Quiet grey fisheries scientist Fred Jones is ordered to co-operate in a plan to bring salmon to the Yemen - to send the pride of the north Atlantic lepping up the wadis on the spring spate.
Naturally he says no. And in a trice, there he is, on the Scottish moors fishing with a saintly sheik and preparing to make a strange scientific breakthrough.
Torday's first book is an odd mixture: tender-hearted accounts of true love, acid satires of the British civil service, al-Qa'ida, big business, modern marriage and newspaper reporting.

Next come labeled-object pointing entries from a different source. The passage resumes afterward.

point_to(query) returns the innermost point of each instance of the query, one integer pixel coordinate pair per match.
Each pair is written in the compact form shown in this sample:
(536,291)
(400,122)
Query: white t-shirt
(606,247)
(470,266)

It's really funny. Sometimes Torday parodies the style of small but rather self-important papers. A Scottish local paper reports that "the alleged would-be murderer was restrained... with a size 8 Ally Shrimp treble hook on a 15-pound line" and his captor "took less than five minutes to play him".
There are warming descriptions of character. Dr Jones's wife is a grasping woman with no pity except for herself. A colleague is engaged, to a nice boy just like dad, and their love, their considerate distance, is like a draught of clear water.
This is a book you can't put down easily. Torday has an easy command of the gripping twists that play readers through the streams of a story, and at the same time he's a master of character.
It's a roman a clef in a way - British politicians are snickeringly identifiable here. But it's more than that.
It has its faults - the ending is fairly obvious from two-thirds of the way in - but it's a tour de force even with those faults.